Ostatnio ich relacje pozostawiały wiele do życzenia. Nie wtrącałam się bo i tak nic z tym przecież nie mogę zrobić. Tata jak zwykle zachowuje się jak maszyna do pracowania i ma w dupie rodzinę, a mama chce mieć normalne życie rodzinne.

Przejdzie im.

Zawsze przechodzi.

Po krótkiej powierzchownej rozmowie z mamą, ona wyszła do pracy a ja zeszłam na dół do kuchni zrobić jakieś szybkie śniadanie

Rodzice mieli własną kancelarię prawną, kiedyś chcieli żebym poszła w ich ślady ale po wielu kłótniach i przekonywaniach zrezygnowali. Przynajmniej mama.

Mój telefon zawibrował a na ekranie wyświetliło się zdjęcie Molly. Odebrałam bez zastanowienia.

- Będziesz dziś? Bo jak nie to nie idę.- wyszczerzyła się moja najlepsza przyjaciółka

- Dobrze wiesz że zawsze jestem.- wywróciłam oczami, jednak gdy tylko zobaczyłam promienną twarz najbliższej mi osoby, poczułam jakby niewidzialny ciężar spadł z moich ramion.- Ojciec by mi nogi z dupy powyrywał.

- Twój staruszek to taki sztywniak.- przeciągnęła ostatnie słowo.- Mam ochotę na imprezę- westchnęła- czemu jest dopiero środa.

- Bo wczoraj był wtorek

- O nie. Nie zaczynaj ze swoimi żartami dwudziestopięcioletniej kobiety.- udawała przerażenie w głosie.

Poranne przygotowania wykonałam rozmawiając z Molly na FaceTime. Kończyłam pić kawę gdy spojrzałam na zegarek, była 7:25.

- Ja pierdole- warknęłam do telefonu- Jak zwykle mnie zagadałaś, autobus odjechał 10 minut temu. Nienawidzę cię Molly.

- Też cię kocham. Dobra spadam- zaśmiała się i rozłączyła bez większych pożegnań.

Jak będę czekać na kolejny autobus to spóźnię się na pierwszą lekcję, co nie może się stać, bo nienawidzę spóźnialstwa. U innych i u siebie.
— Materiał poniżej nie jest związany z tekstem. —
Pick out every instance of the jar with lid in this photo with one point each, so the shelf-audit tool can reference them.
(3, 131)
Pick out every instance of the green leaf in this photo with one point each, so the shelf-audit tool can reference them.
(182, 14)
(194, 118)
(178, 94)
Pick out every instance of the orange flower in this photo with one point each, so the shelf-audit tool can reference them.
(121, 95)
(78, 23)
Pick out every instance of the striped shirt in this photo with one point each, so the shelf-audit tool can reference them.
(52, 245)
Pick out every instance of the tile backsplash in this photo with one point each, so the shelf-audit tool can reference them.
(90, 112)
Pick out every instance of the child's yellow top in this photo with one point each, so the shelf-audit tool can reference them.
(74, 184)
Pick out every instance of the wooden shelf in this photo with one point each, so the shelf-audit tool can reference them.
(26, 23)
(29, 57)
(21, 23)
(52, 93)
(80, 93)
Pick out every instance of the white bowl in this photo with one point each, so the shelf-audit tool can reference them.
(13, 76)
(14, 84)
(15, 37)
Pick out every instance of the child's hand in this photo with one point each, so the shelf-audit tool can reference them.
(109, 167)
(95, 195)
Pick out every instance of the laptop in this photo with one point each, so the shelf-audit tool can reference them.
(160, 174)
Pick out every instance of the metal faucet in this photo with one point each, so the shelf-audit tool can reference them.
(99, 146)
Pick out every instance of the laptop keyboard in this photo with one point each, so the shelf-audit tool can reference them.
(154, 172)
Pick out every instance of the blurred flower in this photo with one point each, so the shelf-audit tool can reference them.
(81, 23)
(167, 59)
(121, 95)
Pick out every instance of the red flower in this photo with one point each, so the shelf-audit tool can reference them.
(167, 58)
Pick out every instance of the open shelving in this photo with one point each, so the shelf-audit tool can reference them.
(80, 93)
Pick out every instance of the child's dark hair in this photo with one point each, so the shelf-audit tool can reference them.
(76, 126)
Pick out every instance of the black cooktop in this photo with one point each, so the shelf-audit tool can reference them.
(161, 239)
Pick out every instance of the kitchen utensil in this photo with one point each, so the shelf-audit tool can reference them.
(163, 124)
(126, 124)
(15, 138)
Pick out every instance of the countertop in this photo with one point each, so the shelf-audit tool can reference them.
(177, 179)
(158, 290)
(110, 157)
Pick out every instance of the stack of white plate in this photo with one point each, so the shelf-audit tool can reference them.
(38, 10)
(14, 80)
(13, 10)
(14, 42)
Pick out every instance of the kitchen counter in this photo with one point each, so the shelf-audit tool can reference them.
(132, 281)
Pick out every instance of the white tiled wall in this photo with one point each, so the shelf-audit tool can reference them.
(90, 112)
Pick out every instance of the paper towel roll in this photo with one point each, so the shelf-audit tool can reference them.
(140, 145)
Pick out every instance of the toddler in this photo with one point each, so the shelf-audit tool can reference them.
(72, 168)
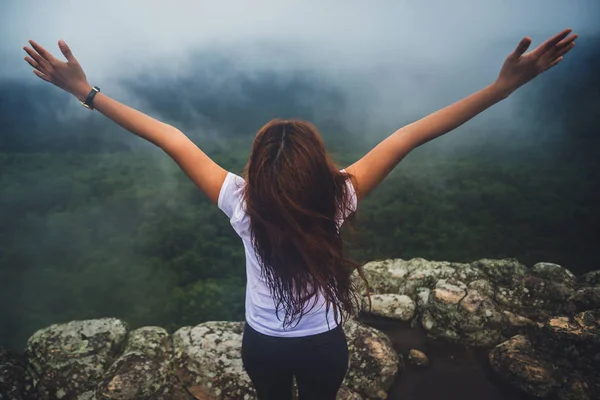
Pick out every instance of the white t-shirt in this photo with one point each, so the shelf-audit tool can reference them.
(260, 306)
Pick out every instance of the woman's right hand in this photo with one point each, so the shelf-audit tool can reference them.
(68, 76)
(519, 68)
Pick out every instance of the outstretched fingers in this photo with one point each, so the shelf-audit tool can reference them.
(64, 48)
(42, 52)
(41, 75)
(40, 62)
(522, 47)
(550, 43)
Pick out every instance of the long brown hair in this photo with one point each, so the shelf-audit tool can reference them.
(295, 196)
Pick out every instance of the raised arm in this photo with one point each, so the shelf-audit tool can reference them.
(518, 69)
(69, 76)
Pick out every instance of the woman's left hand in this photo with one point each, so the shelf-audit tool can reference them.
(68, 76)
(519, 68)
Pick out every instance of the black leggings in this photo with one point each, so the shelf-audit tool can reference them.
(319, 363)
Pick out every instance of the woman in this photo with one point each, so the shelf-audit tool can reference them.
(288, 211)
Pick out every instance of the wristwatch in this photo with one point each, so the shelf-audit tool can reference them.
(90, 99)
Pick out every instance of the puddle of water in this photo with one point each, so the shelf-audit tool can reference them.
(455, 372)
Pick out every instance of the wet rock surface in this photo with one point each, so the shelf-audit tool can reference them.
(561, 358)
(101, 359)
(540, 323)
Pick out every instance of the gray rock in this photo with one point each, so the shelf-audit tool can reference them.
(587, 298)
(207, 360)
(461, 315)
(591, 278)
(553, 272)
(373, 361)
(501, 272)
(15, 381)
(572, 341)
(141, 372)
(69, 360)
(346, 394)
(418, 358)
(518, 364)
(396, 306)
(557, 358)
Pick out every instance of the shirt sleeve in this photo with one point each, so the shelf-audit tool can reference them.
(231, 194)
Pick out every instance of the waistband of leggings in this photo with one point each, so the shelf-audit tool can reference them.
(315, 337)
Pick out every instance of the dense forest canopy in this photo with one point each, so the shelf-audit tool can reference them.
(95, 222)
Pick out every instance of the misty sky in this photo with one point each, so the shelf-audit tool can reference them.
(417, 54)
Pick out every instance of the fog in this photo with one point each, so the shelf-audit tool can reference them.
(393, 61)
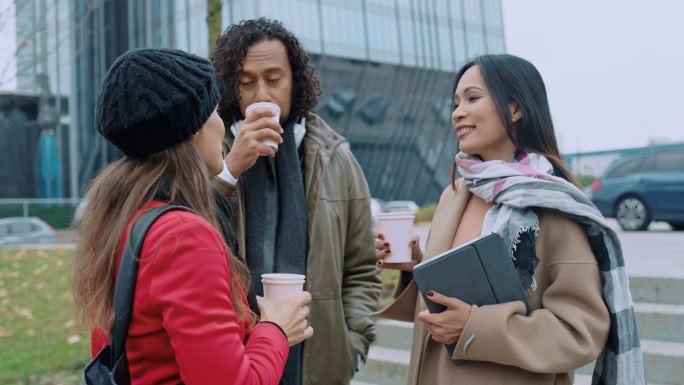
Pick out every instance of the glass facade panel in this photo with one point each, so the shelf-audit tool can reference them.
(344, 32)
(386, 70)
(472, 11)
(383, 39)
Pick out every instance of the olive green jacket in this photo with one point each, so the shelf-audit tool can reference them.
(340, 266)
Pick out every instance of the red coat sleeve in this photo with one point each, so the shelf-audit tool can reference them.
(191, 289)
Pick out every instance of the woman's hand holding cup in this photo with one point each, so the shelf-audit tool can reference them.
(290, 315)
(383, 249)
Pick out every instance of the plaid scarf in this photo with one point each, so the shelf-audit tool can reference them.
(527, 182)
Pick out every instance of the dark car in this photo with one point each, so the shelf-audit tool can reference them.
(643, 187)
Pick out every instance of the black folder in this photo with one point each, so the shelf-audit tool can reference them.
(480, 272)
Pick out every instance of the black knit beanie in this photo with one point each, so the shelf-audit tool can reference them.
(152, 99)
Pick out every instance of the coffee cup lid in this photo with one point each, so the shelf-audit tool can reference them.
(283, 276)
(270, 105)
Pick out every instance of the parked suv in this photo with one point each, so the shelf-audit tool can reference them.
(25, 230)
(642, 187)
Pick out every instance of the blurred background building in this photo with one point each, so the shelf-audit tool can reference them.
(386, 69)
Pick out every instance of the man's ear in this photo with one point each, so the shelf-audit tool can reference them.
(515, 111)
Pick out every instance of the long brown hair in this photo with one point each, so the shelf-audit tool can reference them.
(511, 79)
(176, 175)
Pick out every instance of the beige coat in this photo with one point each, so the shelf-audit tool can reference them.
(340, 266)
(566, 330)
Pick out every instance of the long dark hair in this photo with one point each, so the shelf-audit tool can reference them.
(231, 48)
(511, 79)
(176, 175)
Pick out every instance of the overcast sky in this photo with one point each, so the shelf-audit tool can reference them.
(614, 69)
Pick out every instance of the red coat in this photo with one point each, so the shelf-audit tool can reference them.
(184, 326)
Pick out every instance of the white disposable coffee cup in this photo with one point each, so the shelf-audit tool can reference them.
(397, 228)
(279, 287)
(276, 118)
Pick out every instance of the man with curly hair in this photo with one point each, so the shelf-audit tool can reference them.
(304, 208)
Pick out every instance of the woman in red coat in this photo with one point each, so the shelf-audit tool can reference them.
(191, 322)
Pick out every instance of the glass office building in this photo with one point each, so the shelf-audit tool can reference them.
(386, 69)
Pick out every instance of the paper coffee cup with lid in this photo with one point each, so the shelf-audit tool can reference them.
(280, 286)
(397, 228)
(276, 118)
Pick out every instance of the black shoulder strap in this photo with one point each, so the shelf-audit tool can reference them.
(126, 279)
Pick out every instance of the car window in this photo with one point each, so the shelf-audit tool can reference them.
(645, 164)
(625, 169)
(21, 227)
(671, 162)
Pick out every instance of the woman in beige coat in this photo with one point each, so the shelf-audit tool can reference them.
(513, 182)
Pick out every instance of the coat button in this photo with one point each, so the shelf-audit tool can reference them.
(468, 342)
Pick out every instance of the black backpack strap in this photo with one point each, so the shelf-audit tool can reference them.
(126, 279)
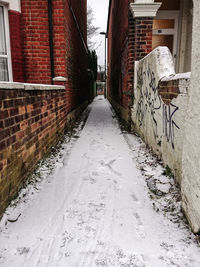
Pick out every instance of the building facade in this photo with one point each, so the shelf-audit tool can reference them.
(43, 82)
(158, 91)
(42, 40)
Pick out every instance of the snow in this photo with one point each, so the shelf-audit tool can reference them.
(102, 200)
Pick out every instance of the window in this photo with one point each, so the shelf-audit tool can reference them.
(5, 61)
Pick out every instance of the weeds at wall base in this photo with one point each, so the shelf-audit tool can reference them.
(34, 176)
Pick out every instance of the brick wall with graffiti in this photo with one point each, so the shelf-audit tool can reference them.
(160, 105)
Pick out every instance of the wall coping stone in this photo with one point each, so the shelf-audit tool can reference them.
(29, 86)
(142, 9)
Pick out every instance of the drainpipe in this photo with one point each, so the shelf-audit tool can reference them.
(51, 39)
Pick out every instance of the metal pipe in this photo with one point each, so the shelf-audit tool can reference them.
(51, 44)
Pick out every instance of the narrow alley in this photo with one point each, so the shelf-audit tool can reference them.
(95, 209)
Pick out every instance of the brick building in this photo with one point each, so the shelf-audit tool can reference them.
(134, 29)
(42, 40)
(43, 82)
(153, 80)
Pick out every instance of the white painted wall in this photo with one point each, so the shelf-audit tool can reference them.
(12, 4)
(160, 125)
(191, 150)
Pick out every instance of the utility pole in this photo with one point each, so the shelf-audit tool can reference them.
(105, 93)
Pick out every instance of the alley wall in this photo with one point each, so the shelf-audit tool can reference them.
(32, 119)
(159, 109)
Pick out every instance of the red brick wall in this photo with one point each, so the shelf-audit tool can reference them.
(35, 29)
(16, 46)
(129, 40)
(120, 71)
(70, 57)
(76, 57)
(142, 29)
(30, 123)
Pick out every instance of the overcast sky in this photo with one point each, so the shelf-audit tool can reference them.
(100, 8)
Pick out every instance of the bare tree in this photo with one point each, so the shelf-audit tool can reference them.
(91, 29)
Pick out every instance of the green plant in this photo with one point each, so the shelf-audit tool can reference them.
(168, 172)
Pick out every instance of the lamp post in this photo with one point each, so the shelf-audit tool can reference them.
(104, 33)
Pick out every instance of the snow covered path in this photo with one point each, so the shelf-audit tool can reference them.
(95, 211)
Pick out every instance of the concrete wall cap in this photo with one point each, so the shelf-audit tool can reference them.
(59, 79)
(148, 9)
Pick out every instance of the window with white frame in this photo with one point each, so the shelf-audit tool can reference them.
(5, 60)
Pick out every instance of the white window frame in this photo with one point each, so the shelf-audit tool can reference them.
(7, 35)
(172, 14)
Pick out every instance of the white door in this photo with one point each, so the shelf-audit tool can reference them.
(165, 31)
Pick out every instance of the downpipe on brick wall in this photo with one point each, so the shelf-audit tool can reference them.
(51, 44)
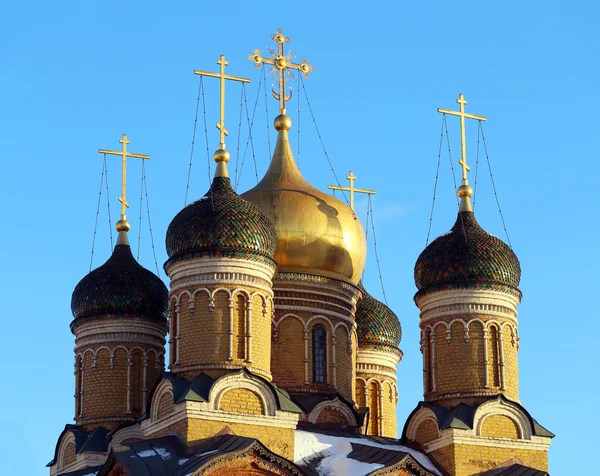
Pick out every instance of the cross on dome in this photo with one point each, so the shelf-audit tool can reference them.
(282, 64)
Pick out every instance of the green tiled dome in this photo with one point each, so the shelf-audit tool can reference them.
(221, 224)
(376, 323)
(121, 286)
(467, 257)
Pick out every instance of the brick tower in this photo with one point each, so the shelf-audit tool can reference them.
(379, 335)
(221, 268)
(321, 254)
(120, 325)
(471, 418)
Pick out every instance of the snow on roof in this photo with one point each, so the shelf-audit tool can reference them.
(334, 450)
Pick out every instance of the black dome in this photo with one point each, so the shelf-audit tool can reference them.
(221, 224)
(467, 257)
(120, 286)
(376, 323)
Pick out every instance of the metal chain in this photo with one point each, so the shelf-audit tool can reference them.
(437, 174)
(187, 187)
(494, 185)
(97, 212)
(322, 144)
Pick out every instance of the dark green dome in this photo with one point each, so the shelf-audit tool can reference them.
(376, 324)
(467, 257)
(221, 224)
(121, 286)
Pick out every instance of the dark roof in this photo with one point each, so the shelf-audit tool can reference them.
(467, 257)
(461, 416)
(514, 470)
(95, 440)
(198, 390)
(221, 224)
(376, 323)
(169, 456)
(119, 287)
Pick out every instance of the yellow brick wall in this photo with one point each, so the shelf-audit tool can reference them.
(427, 431)
(459, 366)
(105, 388)
(288, 354)
(499, 426)
(204, 333)
(241, 400)
(278, 440)
(467, 460)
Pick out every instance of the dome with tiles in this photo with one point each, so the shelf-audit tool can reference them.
(120, 287)
(467, 257)
(376, 324)
(221, 223)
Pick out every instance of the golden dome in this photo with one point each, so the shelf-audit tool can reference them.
(316, 233)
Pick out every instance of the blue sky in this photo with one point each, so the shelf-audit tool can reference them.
(77, 75)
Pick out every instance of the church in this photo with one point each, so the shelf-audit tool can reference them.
(279, 361)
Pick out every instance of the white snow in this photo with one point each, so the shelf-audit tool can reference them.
(162, 452)
(336, 449)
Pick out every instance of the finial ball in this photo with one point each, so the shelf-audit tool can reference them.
(283, 122)
(222, 155)
(465, 191)
(123, 225)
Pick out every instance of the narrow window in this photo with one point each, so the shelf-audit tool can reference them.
(319, 354)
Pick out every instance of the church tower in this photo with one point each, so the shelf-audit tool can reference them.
(379, 335)
(321, 252)
(120, 324)
(471, 418)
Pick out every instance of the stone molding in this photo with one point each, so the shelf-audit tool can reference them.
(336, 403)
(214, 271)
(497, 406)
(126, 331)
(467, 301)
(82, 460)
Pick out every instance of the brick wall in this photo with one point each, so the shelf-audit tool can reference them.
(241, 400)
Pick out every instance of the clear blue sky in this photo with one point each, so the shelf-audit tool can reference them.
(77, 75)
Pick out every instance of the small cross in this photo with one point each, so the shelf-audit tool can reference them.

To dosłowne okazanie komuś braku szacunku, spóźniając się nie szanujesz czasu który druga osoba ci poświęca.

Nie mam innej opcji niż pojechać rowerem.

Wracam szybko do pokoju żeby założyć krótkie czarne spodenki pod moją spódniczkę od mundurku szkolnego. Nie mam najmniejszej ochoty pokazywać ludziom na ulicy swoich majtek podczas jazdy rowerem.